The freight logistics chain said iron ore was a very important commodity for the economy of South Africa together with the organisation.
(READ MORE: Transnet invests in R50BN train project)
“We are looking into the 72 to 74 million tonne demand of iron ore that will be required to be handled through our facility,” Velile Dube, general manager of Transnet’s operations and port terminals told CNBC Africa.
“The amount will go towards the refurbishment of our system and conveyor system to be able to export that volume.”
Dube said it is very important for Transnet to take a long term view as to how the company will invest in port infrastructure to be able to support the export of iron ore.
“Our philosophy in Transnet port terminals has always been to invest in capacity ahead of the validated demand,” he added.

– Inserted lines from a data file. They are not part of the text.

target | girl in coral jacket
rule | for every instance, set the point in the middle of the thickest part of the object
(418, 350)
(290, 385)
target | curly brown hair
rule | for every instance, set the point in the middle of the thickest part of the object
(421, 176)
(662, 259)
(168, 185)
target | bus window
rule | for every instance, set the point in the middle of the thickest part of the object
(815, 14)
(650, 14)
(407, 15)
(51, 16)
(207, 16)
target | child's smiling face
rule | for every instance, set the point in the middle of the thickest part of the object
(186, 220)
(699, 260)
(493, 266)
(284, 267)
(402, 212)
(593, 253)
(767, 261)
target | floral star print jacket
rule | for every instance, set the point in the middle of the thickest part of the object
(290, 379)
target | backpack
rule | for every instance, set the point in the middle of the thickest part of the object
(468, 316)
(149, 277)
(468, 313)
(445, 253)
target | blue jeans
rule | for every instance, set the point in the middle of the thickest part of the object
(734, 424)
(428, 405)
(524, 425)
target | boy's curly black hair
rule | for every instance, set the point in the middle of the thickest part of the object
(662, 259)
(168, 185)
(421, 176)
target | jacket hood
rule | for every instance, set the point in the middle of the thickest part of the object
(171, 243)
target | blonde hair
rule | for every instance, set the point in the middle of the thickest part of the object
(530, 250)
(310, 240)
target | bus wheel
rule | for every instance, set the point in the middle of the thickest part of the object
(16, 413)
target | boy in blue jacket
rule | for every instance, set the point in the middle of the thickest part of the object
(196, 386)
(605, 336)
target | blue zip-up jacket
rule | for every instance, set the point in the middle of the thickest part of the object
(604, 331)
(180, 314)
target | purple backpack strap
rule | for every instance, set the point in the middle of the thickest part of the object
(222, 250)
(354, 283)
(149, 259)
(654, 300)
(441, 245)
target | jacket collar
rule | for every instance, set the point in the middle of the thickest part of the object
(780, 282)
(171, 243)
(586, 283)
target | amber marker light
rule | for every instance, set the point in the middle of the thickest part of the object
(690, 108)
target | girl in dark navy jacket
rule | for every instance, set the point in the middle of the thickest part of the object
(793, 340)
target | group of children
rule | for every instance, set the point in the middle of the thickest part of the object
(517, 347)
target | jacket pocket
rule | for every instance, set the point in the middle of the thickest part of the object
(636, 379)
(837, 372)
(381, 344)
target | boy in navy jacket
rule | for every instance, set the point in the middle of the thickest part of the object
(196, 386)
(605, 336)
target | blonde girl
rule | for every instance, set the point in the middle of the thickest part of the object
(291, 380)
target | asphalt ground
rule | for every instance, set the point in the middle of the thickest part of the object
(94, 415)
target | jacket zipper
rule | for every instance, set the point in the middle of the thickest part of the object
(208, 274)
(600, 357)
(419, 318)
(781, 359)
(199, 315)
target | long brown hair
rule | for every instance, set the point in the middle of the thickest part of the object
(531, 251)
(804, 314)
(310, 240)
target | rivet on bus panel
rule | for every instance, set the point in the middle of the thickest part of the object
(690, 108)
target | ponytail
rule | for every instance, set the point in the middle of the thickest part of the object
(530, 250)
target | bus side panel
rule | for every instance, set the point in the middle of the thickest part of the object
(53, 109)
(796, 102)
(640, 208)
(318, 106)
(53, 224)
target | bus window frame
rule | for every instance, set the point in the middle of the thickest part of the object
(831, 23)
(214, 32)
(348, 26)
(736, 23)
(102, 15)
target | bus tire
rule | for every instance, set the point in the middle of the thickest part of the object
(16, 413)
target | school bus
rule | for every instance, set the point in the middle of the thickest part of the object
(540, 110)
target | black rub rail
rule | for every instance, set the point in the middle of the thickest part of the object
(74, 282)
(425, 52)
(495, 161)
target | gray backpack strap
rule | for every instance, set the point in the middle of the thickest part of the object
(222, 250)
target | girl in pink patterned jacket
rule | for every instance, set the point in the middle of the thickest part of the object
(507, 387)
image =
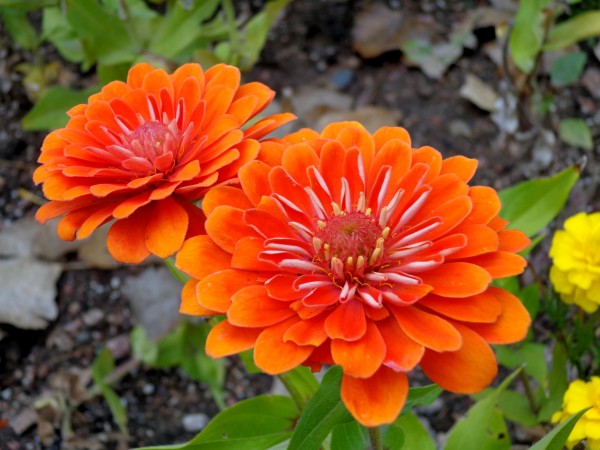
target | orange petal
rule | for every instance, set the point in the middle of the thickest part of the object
(360, 358)
(377, 400)
(480, 239)
(513, 240)
(200, 256)
(225, 225)
(215, 290)
(431, 157)
(273, 355)
(427, 329)
(486, 204)
(480, 308)
(166, 227)
(254, 178)
(347, 321)
(225, 339)
(386, 134)
(465, 371)
(189, 303)
(457, 279)
(296, 159)
(126, 238)
(308, 332)
(500, 264)
(224, 195)
(245, 255)
(251, 306)
(460, 165)
(402, 353)
(511, 326)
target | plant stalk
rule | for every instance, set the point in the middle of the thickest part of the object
(375, 437)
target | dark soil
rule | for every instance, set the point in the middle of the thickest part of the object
(311, 44)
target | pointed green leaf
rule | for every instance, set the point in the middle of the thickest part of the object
(321, 414)
(576, 132)
(414, 434)
(531, 205)
(555, 440)
(578, 28)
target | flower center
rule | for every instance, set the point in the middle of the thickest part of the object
(152, 140)
(349, 235)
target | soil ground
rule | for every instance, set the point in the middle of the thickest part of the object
(311, 44)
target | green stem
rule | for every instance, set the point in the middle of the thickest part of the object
(301, 384)
(529, 392)
(375, 436)
(233, 31)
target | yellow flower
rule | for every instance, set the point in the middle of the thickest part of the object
(575, 252)
(581, 395)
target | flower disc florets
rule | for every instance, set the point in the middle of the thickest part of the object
(358, 250)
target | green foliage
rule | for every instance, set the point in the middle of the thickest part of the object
(407, 432)
(104, 365)
(527, 36)
(322, 413)
(576, 132)
(254, 424)
(567, 69)
(484, 427)
(531, 205)
(193, 30)
(555, 440)
(183, 347)
(49, 112)
(575, 29)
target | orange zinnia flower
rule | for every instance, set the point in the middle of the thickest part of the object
(358, 250)
(142, 151)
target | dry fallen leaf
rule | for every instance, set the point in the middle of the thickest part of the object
(379, 29)
(27, 297)
(479, 93)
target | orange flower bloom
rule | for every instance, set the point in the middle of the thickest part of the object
(355, 249)
(142, 151)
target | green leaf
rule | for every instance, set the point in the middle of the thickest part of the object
(178, 274)
(106, 74)
(516, 408)
(20, 29)
(323, 412)
(256, 32)
(143, 347)
(301, 384)
(420, 396)
(530, 355)
(527, 35)
(557, 383)
(50, 112)
(415, 435)
(555, 440)
(531, 205)
(349, 435)
(484, 427)
(57, 29)
(578, 28)
(567, 69)
(255, 424)
(90, 21)
(180, 27)
(28, 5)
(576, 132)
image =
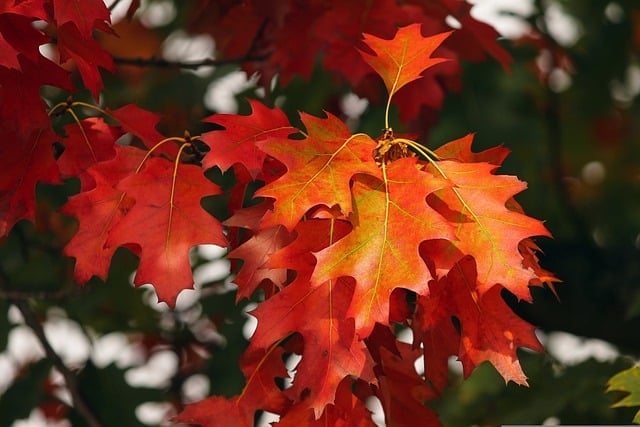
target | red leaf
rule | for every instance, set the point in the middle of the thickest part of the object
(402, 59)
(236, 143)
(485, 228)
(260, 368)
(402, 391)
(87, 143)
(319, 169)
(347, 411)
(142, 124)
(166, 222)
(24, 165)
(255, 252)
(87, 54)
(97, 211)
(391, 219)
(490, 331)
(85, 15)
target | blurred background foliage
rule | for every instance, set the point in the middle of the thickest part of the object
(567, 109)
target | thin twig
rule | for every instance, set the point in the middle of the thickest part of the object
(26, 295)
(69, 377)
(163, 63)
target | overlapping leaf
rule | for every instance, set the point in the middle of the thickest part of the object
(236, 144)
(489, 330)
(627, 381)
(25, 164)
(260, 368)
(166, 221)
(331, 348)
(391, 218)
(97, 211)
(485, 227)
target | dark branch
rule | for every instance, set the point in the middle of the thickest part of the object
(163, 63)
(69, 377)
(26, 295)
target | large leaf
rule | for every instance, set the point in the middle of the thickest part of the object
(485, 227)
(236, 143)
(260, 368)
(319, 169)
(391, 218)
(97, 211)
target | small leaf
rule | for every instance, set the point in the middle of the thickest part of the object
(401, 60)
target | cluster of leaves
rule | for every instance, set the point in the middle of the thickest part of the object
(348, 237)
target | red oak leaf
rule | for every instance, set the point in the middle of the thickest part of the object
(460, 149)
(236, 143)
(88, 142)
(254, 253)
(319, 169)
(331, 349)
(166, 221)
(260, 368)
(486, 229)
(489, 330)
(142, 124)
(97, 211)
(402, 59)
(312, 235)
(391, 219)
(22, 108)
(24, 165)
(85, 15)
(19, 36)
(87, 55)
(402, 391)
(347, 411)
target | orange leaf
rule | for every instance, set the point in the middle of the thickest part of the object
(236, 143)
(401, 60)
(391, 218)
(260, 368)
(490, 330)
(319, 169)
(485, 228)
(166, 221)
(331, 349)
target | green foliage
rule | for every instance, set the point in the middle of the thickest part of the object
(627, 381)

“In the last five years we have spent close to a billion rand investing in the relevant equipment to support the export of iron ore.”
Transnet has been focusing on refurbishing equipment in the mid-life to make sure that it is ready to export 80 million tonnes of iron ore.
“I think the investment that we have made in the last five years, we are planning to make in the next 10 years in the order of seven billion rand in the port infrastructure to be able to support the export of iron ore,” Dube posited.
“It’s a long term view that you have to take in this sort of infrastructure that is why it is so important to invest ahead of the demand.”
JSE-listed Grindrod group has also been linked to the Maputo port that will see a further 750 million US dollar infrastructure investment in Mozambique posing a threat to Transnet’s long term ambitions.
Dube says he would rather see this more complimentary than competition.
“We welcome that sort of development because I think as a region we do need to see that level of development in our system in order to complement each other rather than compete against each other,” he said.